Even if you’re fine with all the limitations above, the question still remains: what to do with the back-converted energy? If your system is battery operated, the battery may or may not absorb this energy, depending on its technology. Even more serious problem is that the amount of charge a battery can take depends on its charge level – a fully charged battery can’t take any more charge. This means that you either risk overcharging your battery or limit your braking capability at least under some circumstances. Neither options are too pleasing.

If you run your system from mains (and necessarily through a power supply, since mains is AC and we’re driving a DC motor here), you’re even more limited: unless you specially design your power supply, it simply can’t pump energy back into the power outlet.

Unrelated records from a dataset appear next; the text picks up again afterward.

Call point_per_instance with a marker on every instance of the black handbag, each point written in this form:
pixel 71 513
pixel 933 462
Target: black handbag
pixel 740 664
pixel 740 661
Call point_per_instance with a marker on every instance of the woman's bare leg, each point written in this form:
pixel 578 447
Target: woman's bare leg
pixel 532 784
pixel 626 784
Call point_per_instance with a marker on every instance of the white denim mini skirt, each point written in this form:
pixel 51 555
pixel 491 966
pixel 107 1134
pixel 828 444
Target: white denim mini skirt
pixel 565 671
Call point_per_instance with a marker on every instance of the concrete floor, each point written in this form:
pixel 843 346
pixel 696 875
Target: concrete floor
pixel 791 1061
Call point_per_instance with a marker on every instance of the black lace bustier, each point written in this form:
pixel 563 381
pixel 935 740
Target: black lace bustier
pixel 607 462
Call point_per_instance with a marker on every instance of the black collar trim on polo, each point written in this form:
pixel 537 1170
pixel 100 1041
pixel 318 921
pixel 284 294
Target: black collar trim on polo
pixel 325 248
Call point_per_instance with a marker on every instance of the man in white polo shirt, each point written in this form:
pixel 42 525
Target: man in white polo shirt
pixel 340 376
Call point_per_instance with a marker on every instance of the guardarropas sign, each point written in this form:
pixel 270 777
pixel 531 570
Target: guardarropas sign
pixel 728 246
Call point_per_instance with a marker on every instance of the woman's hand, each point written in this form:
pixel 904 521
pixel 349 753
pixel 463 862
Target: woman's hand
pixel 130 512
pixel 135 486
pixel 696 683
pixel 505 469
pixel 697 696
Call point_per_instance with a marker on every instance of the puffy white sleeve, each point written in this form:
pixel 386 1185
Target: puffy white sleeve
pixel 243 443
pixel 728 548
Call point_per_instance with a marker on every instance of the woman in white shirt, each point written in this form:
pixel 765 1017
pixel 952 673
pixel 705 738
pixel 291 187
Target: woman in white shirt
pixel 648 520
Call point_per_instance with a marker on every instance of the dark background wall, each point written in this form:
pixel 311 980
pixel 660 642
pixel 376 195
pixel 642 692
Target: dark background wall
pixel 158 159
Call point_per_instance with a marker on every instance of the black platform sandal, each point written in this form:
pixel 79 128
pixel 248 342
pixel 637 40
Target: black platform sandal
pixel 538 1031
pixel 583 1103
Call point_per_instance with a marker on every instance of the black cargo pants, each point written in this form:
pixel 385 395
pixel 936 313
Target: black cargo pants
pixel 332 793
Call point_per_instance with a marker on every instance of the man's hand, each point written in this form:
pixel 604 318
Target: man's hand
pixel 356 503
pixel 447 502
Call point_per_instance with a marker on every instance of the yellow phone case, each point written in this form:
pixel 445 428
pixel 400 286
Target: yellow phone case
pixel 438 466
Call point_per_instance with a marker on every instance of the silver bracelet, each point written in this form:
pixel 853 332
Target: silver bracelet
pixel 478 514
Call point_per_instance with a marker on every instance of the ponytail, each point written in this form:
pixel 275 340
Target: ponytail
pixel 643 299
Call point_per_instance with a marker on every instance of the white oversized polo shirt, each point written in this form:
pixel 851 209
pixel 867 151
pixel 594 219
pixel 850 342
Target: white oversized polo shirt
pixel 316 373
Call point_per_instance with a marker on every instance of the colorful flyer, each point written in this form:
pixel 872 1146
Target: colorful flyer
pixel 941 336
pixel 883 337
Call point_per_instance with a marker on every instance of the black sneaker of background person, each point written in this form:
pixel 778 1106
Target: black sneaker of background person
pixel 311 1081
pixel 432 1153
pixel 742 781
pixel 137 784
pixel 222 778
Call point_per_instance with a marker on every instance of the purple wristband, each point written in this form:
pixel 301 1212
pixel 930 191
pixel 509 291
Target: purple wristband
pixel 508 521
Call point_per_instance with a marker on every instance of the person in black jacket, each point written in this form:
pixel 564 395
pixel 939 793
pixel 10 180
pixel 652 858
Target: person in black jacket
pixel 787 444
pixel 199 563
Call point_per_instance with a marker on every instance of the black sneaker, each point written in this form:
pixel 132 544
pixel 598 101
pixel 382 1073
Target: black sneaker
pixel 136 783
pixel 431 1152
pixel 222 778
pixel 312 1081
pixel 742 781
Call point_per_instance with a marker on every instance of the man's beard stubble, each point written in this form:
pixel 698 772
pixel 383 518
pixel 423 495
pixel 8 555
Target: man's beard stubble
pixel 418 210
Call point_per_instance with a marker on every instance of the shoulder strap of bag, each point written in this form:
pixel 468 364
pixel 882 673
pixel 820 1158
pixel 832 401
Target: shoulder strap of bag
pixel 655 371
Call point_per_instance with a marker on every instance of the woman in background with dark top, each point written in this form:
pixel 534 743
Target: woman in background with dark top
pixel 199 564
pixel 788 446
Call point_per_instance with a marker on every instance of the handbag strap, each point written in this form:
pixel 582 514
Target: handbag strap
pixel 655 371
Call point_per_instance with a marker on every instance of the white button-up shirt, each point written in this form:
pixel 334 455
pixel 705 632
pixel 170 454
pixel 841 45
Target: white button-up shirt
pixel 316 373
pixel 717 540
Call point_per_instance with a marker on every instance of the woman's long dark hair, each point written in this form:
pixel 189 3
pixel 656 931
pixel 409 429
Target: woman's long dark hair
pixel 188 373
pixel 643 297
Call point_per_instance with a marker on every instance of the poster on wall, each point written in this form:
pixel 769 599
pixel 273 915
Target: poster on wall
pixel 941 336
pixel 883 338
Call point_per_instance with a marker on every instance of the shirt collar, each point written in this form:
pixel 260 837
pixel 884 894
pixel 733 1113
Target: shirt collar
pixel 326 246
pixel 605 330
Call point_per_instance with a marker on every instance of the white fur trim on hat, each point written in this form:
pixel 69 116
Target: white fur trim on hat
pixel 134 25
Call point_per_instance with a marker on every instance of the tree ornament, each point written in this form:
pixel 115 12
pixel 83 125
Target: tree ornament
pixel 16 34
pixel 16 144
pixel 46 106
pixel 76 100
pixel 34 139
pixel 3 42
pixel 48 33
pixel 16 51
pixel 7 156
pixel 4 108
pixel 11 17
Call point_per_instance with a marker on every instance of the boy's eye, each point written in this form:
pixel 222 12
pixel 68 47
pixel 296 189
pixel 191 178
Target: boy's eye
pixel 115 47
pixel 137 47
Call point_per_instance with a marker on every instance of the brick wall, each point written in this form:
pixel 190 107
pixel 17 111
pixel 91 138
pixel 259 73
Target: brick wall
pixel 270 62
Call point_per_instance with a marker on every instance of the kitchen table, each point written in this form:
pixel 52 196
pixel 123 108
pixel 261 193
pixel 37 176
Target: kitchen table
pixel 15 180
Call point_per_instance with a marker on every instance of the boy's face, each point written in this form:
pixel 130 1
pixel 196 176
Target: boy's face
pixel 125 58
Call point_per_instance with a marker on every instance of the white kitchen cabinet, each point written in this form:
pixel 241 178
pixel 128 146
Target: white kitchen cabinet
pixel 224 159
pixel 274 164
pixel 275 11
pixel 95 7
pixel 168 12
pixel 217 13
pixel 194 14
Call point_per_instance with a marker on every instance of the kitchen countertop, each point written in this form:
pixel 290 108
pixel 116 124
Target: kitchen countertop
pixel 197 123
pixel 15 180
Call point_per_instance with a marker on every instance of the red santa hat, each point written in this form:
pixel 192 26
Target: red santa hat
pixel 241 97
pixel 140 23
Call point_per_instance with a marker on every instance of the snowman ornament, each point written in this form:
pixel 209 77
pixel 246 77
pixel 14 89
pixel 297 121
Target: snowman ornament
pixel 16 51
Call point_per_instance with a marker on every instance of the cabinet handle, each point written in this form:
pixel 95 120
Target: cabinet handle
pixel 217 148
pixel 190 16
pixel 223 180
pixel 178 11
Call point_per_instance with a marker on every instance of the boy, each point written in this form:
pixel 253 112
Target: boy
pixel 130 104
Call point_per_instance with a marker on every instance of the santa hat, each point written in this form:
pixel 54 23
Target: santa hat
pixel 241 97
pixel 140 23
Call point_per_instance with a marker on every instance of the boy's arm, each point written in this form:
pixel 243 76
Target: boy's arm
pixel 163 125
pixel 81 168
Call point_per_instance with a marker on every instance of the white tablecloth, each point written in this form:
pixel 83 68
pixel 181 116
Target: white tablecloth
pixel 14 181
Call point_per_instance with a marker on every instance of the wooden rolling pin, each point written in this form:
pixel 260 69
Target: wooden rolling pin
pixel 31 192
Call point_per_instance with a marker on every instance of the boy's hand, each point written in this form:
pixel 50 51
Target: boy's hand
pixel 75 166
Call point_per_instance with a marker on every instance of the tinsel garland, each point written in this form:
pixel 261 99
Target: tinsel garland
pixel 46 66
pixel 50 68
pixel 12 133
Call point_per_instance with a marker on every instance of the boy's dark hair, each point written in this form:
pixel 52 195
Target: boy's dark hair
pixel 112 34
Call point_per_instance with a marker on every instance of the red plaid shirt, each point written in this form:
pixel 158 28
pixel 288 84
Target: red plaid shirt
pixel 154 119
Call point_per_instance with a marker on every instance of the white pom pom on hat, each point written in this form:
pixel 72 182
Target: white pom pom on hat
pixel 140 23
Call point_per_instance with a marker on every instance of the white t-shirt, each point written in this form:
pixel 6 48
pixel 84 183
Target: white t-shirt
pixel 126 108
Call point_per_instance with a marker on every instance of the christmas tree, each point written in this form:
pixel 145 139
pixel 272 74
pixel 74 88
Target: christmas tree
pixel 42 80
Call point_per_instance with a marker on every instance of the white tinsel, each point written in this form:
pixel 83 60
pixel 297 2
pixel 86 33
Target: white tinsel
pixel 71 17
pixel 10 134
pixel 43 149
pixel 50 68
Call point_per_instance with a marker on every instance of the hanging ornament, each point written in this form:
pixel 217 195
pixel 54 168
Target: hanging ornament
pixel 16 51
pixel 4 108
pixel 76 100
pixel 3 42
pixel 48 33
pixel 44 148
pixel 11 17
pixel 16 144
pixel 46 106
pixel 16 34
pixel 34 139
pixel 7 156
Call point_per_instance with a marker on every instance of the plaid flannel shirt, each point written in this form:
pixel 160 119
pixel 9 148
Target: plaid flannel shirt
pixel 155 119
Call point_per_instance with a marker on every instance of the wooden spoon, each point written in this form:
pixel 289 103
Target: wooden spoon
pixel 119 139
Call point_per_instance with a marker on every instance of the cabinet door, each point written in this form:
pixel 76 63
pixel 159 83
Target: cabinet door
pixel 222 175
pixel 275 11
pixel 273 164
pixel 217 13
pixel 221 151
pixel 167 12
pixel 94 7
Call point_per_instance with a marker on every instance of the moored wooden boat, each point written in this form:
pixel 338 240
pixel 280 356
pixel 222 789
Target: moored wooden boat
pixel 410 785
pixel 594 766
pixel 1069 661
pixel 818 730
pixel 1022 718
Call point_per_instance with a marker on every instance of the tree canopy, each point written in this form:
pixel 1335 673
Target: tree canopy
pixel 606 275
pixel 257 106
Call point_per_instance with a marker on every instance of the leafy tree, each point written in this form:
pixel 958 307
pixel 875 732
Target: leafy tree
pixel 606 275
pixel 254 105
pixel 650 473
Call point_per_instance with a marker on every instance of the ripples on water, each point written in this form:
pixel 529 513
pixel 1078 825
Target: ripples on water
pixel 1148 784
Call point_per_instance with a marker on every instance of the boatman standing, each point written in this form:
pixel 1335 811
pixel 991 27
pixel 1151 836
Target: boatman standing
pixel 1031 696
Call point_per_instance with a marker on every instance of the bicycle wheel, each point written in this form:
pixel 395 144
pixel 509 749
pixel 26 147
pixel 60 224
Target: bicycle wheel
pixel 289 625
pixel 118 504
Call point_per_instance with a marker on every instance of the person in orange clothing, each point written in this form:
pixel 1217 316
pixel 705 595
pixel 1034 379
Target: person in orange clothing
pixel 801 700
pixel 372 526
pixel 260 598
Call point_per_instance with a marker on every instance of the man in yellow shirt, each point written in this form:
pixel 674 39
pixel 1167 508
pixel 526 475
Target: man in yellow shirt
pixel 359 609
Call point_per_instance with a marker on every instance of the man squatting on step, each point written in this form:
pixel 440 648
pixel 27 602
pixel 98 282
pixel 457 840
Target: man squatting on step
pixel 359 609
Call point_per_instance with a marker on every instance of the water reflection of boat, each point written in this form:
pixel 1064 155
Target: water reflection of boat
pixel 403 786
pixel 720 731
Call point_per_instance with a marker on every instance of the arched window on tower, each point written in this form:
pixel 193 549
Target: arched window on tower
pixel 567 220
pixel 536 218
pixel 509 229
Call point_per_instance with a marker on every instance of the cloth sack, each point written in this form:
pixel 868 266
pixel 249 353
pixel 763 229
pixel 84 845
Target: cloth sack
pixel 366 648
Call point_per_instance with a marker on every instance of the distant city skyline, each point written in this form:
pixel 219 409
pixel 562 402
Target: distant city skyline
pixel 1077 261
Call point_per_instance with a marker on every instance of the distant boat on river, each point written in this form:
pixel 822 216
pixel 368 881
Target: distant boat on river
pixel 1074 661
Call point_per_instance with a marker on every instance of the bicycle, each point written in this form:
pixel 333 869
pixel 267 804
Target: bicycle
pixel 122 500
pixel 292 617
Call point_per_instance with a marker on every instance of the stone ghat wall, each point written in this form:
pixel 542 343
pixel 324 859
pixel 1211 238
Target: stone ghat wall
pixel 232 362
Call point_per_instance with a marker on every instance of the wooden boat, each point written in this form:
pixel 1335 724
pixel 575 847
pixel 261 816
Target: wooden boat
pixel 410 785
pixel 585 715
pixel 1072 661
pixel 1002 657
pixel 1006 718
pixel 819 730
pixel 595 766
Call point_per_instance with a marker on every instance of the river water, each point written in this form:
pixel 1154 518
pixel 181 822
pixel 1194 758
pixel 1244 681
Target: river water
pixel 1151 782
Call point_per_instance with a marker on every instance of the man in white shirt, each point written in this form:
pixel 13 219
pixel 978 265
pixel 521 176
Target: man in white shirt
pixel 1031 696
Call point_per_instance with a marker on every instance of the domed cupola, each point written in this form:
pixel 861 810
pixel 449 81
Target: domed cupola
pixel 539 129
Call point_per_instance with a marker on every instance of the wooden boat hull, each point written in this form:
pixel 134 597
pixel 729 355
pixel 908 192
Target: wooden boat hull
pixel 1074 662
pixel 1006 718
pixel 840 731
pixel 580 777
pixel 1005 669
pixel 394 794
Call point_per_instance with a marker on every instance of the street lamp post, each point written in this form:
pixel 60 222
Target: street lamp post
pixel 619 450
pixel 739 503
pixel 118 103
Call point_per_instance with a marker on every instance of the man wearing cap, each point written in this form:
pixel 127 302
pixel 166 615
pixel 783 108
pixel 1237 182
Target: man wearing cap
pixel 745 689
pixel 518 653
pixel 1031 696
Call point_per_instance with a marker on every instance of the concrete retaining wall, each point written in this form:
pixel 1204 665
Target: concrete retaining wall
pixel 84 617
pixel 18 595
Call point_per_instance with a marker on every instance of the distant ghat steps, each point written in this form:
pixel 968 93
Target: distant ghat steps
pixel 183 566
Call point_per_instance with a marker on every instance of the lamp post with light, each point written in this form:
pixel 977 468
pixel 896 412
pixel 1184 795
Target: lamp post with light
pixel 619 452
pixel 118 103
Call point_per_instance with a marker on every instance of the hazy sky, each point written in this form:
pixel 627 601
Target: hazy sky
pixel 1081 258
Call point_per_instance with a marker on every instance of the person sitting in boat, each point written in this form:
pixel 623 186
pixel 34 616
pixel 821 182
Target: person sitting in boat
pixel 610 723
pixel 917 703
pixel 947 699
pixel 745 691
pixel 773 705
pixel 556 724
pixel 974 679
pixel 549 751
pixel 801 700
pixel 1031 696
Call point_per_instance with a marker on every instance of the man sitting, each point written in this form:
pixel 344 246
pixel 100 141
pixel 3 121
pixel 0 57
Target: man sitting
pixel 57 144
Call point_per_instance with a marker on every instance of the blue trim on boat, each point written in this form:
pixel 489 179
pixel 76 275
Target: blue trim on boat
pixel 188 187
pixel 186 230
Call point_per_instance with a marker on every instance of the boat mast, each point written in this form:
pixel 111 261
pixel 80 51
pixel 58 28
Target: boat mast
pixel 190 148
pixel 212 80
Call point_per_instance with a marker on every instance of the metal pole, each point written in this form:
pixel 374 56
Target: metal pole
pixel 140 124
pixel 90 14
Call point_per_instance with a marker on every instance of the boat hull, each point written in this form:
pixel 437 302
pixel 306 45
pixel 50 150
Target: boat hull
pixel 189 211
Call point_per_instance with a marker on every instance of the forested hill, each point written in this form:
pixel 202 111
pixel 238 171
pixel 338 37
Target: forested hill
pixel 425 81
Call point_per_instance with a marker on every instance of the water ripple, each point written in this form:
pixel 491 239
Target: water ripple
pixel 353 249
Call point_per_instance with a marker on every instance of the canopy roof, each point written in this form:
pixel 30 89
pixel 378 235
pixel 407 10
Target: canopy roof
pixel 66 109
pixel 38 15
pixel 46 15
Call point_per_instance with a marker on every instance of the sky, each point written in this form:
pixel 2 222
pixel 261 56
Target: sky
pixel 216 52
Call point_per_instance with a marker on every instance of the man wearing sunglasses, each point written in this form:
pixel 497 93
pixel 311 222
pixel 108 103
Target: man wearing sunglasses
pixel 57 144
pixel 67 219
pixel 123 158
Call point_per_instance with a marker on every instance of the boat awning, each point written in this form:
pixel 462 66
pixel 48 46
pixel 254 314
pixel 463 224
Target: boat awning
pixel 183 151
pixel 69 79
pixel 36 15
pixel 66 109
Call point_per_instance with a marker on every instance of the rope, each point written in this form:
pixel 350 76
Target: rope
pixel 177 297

In both cases it seems that your safest bet is to consume or store the regenerated energy locally. If you have other loads consuming power, of course you can power those loads up to their current requirements. You might have lights, computers, other motors, heaters, sensors, what not running at the same time, that need energy. All that is great, but you don’t want the brake distance depend on how much the seat-wormer is on in your car, do you?

In other words, all these options provide some, but not very deterministic or reliable places to put energy to. What you would really need is some sort of reliable energy storage device that is not as sensitive as a battery and can store a lot of energy. Effectively a capacitor. Trouble is, actual capacitors of the sizes needed (easily several Farads) are not feasible. There is however another way (you would have to read more on mechanical modeling to understand why): stick another motor with a big wheel attached to it into your system. When you have more energy then what you know what to do with, simply spin-up the wheel to store the energy. When you are in need of energy, use (again) regenerative braking on that wheel to regain the energy and supply your needs. This is called a flywheel, and is in fact used in certain systems.

Trains, subways and other large, but well controlled systems usually benefit from regenerative braking as well as they quite often have another consumer (another, accelerating train) that can use the regenerated energy.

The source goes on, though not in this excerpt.